Ailynn thank for replying - what you seem to be saying is that you felt "not male" rather than "female" then? And if you were "not male" then you "had" to be female, as what was the opposite of "male"? If so, that seems to be broadly similar to things I've read from TW who are not the "I say I'm a woman therefore I am a woman and you must all believe that along with me" types who are getting a lot of the airtime atm. I think AGuyCalledHelen has a blog post along those lines (apologies if I'm misremembering the name). A rejection of what being a man stands for rather than actually being a woman, and acceptance that they are a transwoman, not a man, not a woman.

Does that seem an accurate interpretation of what you posted?

ChocChocPorridge · 26/01/2017 08:13

ROFL Hugh - that paper could be describing my two boys - one quite effeminate, not great at sports or very strong, and one who's a little tank - and my mother has never even been on the pill, let alone any other hormone treatments, and I took no medications during either pregnancy. One or two case studies (or anecdotes) from 40 years ago or present day mean nothing

Riley Dennis speaks really quickly in that ever so reasonable so you must agree with me tone of voice, so you come out of the video not really knowing what was said, but feeling like you probably agree.

My aforementioned two sons strongly indicate to me that sex isn't a social construct however, if Riley could explain how they came into being, and how I can socially construct it so DP has the next one he's hankering for, I'd be most grateful

ChocChocPorridge · 26/01/2017 08:17

Thanks Ailynn - that was very thorough - given your description - Well, I suppose it is perhaps more of an extreme feeling of aversion toward being perceived as a male...... I enjoy feminine, pretty things…and feel natural when wearing dresses or makeup

Can you see how women could find that pretty offensive? I, and many women have no problem with you dressing how you like, having all the hobbies and interests that you want, but the idea that not-man == woman - well, it's insulting isn't it? - like women aren't really people, we don't have our own personhood, we're just 'not-men'

Sulis87 · 26/01/2017 09:23

De-lurking to say I found Ailynn's comments so enlightening as an explanation of how people who are biologically male may arrive at the conclusion they 'feel female', simply because they do not feel male.

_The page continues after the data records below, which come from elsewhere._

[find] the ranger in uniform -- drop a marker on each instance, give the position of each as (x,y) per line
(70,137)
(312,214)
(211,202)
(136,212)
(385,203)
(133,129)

If boys are allowed to believe they can dislike violence, enjoy 'pretty things' and still be male, so much of this becomes a non-issue. Likewise, girls need to know that they don't have to play with dolls, wear dresses or do ballet to be female. Getting rid of these limiting gender stereotypes can only benefit us all.

RufusTheSpartacusReindeer · 26/01/2017 09:36

I think ailynns post sums up how most people on here think

Thank you for posting Thanks

ageingrunner · 26/01/2017 09:41

Thanks Ailynn. I think it's so sad that you felt you couldn't be yourself without medication and surgery. It sounds like you grew up in quite a rigidly gendered environment too, which can't have helped. I hope you manage to find some peace with yourself.